Bucks County's Gator Wranglers have busted another rogue reptile. The Wranglers, that would be Warminster public works director Buddy Mullen and animal control officer Craig Claycomb, plucked a 30-inch gator from a pond near a construction site for new homes in Northampton on Monday.

Warminster Township Public Works director Buddy Mullen shows off an alligator to his neighbors outside his Warminster home. The animal was found in a pond in New Hampton. (Bonnie Weller/Inquirer)
Warminster Township Public Works director Buddy Mullen shows off an alligator to his neighbors outside his Warminster home. The animal was found in a pond in New Hampton. (Bonnie Weller/Inquirer)Read more

Bucks County's Gator Wranglers have busted another rogue reptile.

The Wranglers, that would be Warminster public works director Buddy Mullen and animal control officer Craig Claycomb, plucked a 30-inch gator from a pond near a construction site for new homes in Northampton on Monday.

Last June, Mullen, Claycomb and another animal control officer, wrangled a five-footer and a three-footer from Pennypack Creek in Bryn Athyn. Two more alligators were captured in a creek in Berks County last summer.

And that doesn't include one spotted last week by a fisherman in Kohler Park in Horsham.

"We get a lot of other stuff. We had emus the other month. We had a parrot, lizards, snakes, tortoises," said Mullen.
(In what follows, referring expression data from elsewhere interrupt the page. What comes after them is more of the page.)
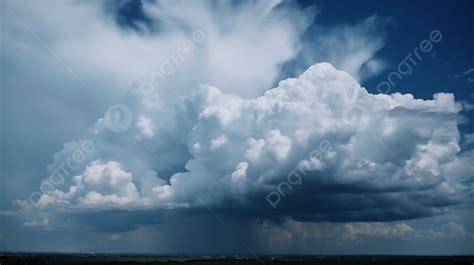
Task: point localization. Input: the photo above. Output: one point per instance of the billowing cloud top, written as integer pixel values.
(317, 147)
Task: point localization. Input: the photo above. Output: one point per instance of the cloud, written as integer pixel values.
(394, 168)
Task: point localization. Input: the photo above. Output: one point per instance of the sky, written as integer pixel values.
(237, 127)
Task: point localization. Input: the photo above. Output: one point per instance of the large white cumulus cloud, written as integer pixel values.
(398, 165)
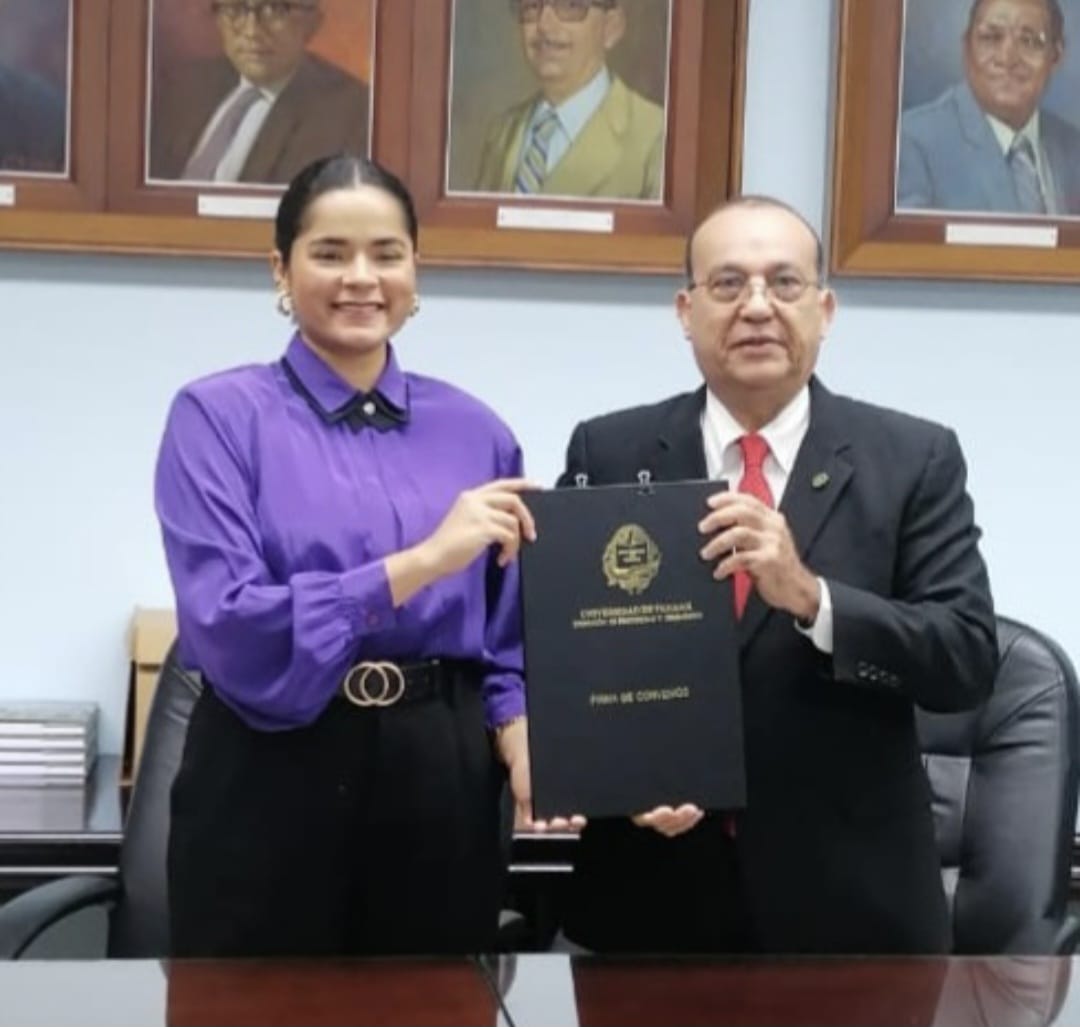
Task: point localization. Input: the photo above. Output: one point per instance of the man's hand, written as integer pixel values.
(512, 745)
(490, 514)
(671, 821)
(752, 537)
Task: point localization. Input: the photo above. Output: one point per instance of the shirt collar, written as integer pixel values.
(331, 393)
(574, 112)
(1007, 134)
(784, 433)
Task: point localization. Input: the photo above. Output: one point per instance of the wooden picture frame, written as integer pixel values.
(872, 231)
(704, 81)
(125, 212)
(39, 198)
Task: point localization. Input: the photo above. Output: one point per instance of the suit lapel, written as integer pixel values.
(988, 164)
(818, 480)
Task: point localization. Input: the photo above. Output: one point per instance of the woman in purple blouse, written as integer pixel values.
(341, 537)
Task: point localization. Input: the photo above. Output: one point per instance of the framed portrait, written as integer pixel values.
(53, 82)
(957, 140)
(572, 133)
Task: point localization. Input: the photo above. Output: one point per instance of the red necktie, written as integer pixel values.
(754, 449)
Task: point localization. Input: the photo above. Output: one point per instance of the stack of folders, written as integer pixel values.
(46, 752)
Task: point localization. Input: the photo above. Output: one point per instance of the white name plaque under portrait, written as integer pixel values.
(215, 205)
(963, 234)
(555, 219)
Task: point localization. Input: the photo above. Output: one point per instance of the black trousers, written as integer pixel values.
(368, 832)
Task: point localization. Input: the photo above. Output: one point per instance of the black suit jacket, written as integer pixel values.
(835, 851)
(322, 110)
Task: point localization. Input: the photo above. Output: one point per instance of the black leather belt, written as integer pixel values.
(378, 684)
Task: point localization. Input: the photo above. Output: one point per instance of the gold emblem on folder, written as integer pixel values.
(631, 559)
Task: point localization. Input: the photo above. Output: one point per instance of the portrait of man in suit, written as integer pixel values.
(989, 143)
(262, 106)
(34, 86)
(581, 130)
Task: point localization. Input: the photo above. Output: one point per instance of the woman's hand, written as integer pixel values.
(512, 746)
(491, 514)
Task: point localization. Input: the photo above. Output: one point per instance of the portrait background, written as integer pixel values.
(490, 73)
(185, 29)
(35, 38)
(933, 56)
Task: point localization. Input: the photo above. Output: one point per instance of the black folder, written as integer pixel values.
(631, 656)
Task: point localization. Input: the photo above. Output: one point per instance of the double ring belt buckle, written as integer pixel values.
(374, 684)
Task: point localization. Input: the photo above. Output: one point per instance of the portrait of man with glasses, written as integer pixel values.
(34, 86)
(262, 105)
(990, 143)
(579, 129)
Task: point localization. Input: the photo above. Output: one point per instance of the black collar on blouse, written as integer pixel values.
(365, 409)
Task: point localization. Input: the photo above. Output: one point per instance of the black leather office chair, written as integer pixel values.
(138, 913)
(1004, 779)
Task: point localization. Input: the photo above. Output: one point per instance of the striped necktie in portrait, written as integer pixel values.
(532, 169)
(203, 163)
(754, 450)
(1025, 174)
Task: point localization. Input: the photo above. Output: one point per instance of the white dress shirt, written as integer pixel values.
(232, 161)
(784, 434)
(1007, 135)
(572, 115)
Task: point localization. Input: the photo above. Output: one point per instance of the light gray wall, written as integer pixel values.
(94, 348)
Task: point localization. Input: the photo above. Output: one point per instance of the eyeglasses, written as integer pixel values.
(529, 11)
(990, 38)
(266, 12)
(783, 285)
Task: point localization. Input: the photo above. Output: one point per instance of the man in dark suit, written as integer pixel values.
(986, 144)
(32, 124)
(866, 596)
(261, 111)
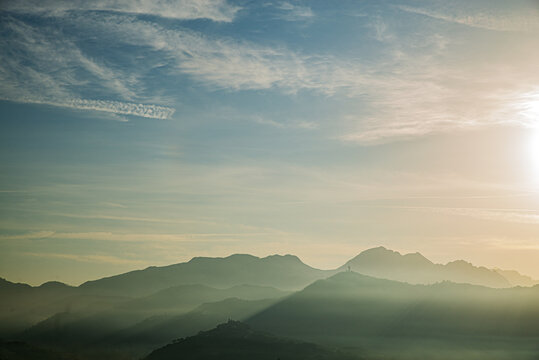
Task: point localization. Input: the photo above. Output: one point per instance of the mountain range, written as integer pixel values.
(376, 296)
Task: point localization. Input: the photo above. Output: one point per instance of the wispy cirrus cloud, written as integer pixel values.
(520, 216)
(43, 66)
(489, 19)
(216, 10)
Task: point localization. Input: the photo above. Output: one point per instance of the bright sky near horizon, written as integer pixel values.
(138, 133)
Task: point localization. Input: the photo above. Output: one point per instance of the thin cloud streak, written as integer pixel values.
(216, 10)
(483, 20)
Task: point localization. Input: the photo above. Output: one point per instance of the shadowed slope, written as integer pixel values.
(235, 340)
(350, 309)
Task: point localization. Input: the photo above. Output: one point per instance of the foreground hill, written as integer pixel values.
(283, 272)
(444, 320)
(143, 324)
(18, 350)
(236, 341)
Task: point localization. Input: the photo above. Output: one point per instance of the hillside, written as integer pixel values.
(236, 341)
(284, 272)
(354, 310)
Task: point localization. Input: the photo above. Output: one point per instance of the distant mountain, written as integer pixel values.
(283, 272)
(183, 298)
(236, 341)
(393, 319)
(416, 269)
(517, 279)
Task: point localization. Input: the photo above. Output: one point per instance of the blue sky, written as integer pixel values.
(141, 133)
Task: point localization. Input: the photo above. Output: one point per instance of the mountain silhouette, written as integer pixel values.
(392, 318)
(284, 272)
(236, 340)
(416, 269)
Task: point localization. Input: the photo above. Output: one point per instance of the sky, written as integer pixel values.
(138, 133)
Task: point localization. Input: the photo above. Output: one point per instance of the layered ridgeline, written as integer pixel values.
(284, 272)
(388, 319)
(139, 291)
(133, 313)
(417, 269)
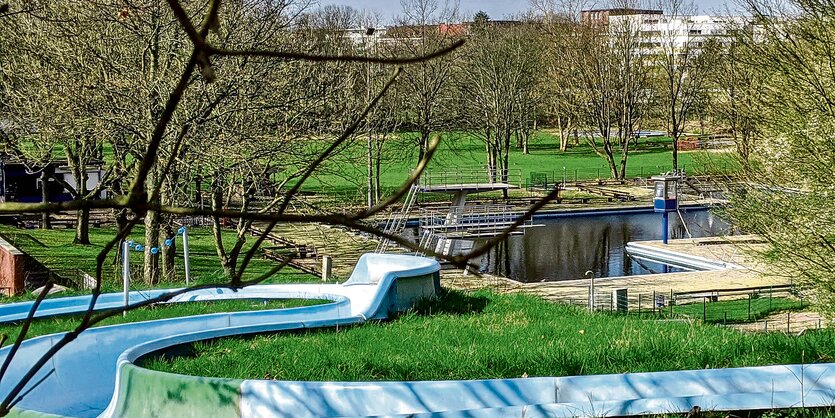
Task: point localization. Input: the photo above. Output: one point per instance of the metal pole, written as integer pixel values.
(185, 256)
(590, 275)
(654, 301)
(671, 302)
(639, 304)
(126, 273)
The latest gator was spotted by children playing near the pond on Buck Road, he said. They told their mother, who called Northampton police.
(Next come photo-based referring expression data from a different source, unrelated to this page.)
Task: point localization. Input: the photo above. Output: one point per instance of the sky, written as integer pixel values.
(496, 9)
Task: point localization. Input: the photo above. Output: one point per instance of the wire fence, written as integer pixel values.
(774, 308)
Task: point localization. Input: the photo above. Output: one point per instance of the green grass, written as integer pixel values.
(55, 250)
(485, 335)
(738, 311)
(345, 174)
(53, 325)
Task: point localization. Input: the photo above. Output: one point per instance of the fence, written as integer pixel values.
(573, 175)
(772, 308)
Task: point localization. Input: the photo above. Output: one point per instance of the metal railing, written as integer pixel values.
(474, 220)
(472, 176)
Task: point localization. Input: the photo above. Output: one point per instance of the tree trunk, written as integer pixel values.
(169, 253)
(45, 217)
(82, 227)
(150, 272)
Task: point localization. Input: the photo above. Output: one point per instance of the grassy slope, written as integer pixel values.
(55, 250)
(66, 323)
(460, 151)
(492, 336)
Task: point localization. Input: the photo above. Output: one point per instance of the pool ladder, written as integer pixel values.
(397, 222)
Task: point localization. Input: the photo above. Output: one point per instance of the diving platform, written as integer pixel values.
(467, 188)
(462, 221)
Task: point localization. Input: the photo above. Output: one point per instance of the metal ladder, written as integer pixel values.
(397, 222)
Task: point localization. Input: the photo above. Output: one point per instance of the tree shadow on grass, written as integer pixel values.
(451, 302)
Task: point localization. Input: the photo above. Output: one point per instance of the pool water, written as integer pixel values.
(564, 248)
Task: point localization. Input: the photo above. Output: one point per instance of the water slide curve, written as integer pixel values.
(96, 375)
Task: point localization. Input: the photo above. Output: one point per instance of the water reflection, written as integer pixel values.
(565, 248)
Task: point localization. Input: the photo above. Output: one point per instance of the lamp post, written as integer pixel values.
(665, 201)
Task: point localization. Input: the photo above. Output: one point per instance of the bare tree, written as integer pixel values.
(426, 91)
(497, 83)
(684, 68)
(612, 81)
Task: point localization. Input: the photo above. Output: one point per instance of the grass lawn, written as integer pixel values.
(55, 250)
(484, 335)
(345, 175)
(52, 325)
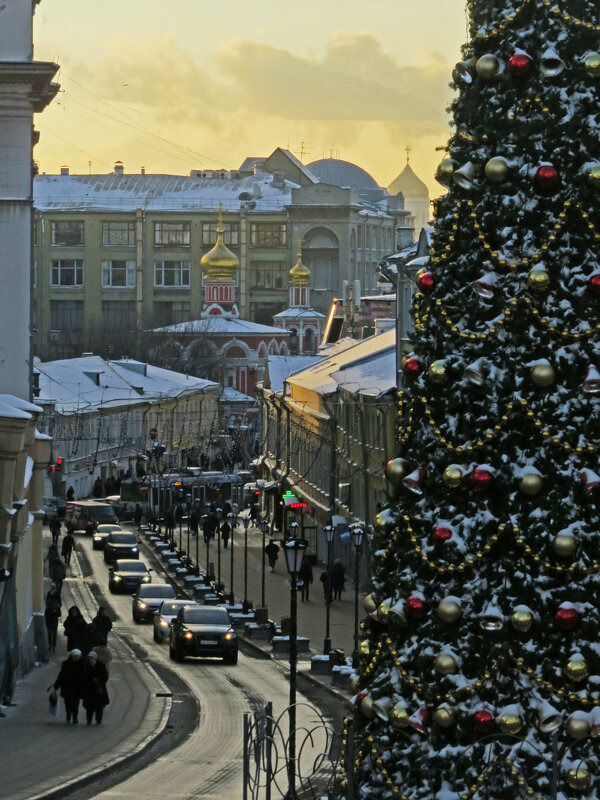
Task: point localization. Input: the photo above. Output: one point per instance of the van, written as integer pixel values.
(81, 512)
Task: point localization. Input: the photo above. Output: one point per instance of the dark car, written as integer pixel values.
(128, 576)
(203, 631)
(167, 611)
(120, 544)
(148, 598)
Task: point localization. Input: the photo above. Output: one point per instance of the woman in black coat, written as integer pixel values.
(75, 629)
(69, 681)
(94, 693)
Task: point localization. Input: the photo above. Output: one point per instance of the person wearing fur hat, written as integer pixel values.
(70, 683)
(94, 693)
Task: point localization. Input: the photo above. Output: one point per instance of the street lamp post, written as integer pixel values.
(264, 527)
(329, 534)
(357, 537)
(294, 551)
(246, 523)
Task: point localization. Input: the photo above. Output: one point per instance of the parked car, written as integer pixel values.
(101, 535)
(128, 576)
(54, 508)
(82, 512)
(203, 631)
(167, 611)
(120, 544)
(148, 598)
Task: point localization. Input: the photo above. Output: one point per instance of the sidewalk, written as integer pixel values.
(42, 756)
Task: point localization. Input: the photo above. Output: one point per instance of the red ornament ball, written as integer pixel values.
(425, 281)
(566, 618)
(411, 367)
(594, 283)
(483, 719)
(442, 534)
(547, 177)
(415, 607)
(483, 479)
(519, 65)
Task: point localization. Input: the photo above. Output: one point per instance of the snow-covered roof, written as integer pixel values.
(89, 382)
(366, 367)
(281, 367)
(222, 325)
(158, 192)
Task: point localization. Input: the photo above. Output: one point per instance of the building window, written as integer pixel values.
(66, 315)
(172, 274)
(67, 234)
(66, 272)
(118, 274)
(268, 233)
(118, 234)
(118, 315)
(231, 233)
(172, 233)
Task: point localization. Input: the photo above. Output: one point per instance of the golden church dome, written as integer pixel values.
(220, 264)
(300, 273)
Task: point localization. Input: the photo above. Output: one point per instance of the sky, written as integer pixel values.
(175, 85)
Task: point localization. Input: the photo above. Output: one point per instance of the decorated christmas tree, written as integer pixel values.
(480, 654)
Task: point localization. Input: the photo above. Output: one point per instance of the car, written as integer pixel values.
(53, 508)
(100, 535)
(148, 598)
(163, 618)
(127, 575)
(120, 544)
(203, 631)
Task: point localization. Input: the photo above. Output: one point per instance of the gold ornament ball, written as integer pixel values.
(510, 723)
(496, 169)
(396, 470)
(453, 475)
(383, 611)
(437, 372)
(538, 280)
(444, 716)
(577, 727)
(592, 65)
(487, 66)
(369, 604)
(449, 610)
(445, 664)
(399, 716)
(579, 777)
(531, 483)
(564, 545)
(543, 375)
(522, 620)
(445, 171)
(576, 669)
(594, 176)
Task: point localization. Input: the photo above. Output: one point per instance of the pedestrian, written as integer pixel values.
(103, 625)
(272, 551)
(326, 581)
(57, 572)
(338, 579)
(69, 681)
(75, 629)
(137, 515)
(306, 577)
(67, 548)
(94, 693)
(52, 614)
(55, 530)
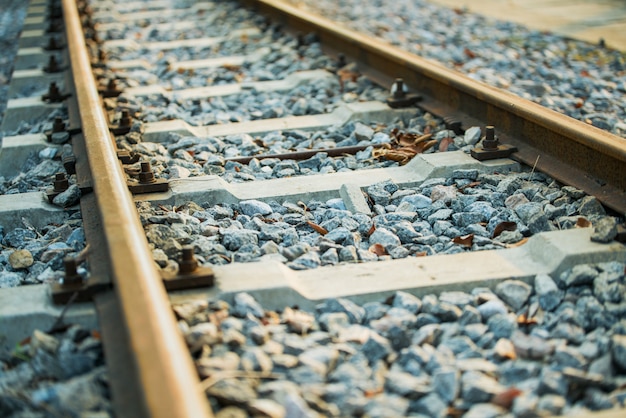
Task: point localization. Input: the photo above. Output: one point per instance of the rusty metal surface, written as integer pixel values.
(165, 372)
(580, 154)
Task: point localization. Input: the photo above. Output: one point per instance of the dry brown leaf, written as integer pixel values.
(518, 243)
(319, 229)
(378, 249)
(505, 399)
(231, 67)
(583, 223)
(468, 52)
(504, 349)
(469, 185)
(348, 75)
(370, 393)
(445, 143)
(504, 226)
(298, 321)
(523, 319)
(465, 240)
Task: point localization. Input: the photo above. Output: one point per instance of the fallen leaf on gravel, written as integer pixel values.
(505, 399)
(298, 321)
(504, 226)
(319, 229)
(404, 146)
(518, 243)
(523, 319)
(469, 185)
(370, 393)
(582, 223)
(504, 349)
(378, 249)
(465, 240)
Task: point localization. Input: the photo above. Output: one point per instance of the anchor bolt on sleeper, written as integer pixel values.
(490, 147)
(53, 44)
(146, 176)
(59, 185)
(188, 263)
(54, 95)
(71, 277)
(399, 95)
(53, 65)
(58, 134)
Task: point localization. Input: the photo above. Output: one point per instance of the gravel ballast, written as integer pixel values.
(553, 346)
(581, 80)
To get their prey, Claycomb put on chest waders and walked into the waist-high muck, while Mullen - lucky dog or maybe just top dog - spotted him from the bank.

Their bait? "Craig," laughed Mullen.

When they saw the animal swimming across the pond, Claycomb nabbed it with a net. Once out of the water, the men taped the gator's mouth shut and put it in a truck.

"We still got all our fingers and toes. We're doing good," he said.

The creature is probably a youngster who was someone's pet. People buy gators then release them when they grow from adorable hatchling into scary beast.

Joe Fortunato, aka Jungle Joe, who hosts wildlife children's parties and is opening a teaching zoo, Animal Junction in Warminster, said it's a big problem.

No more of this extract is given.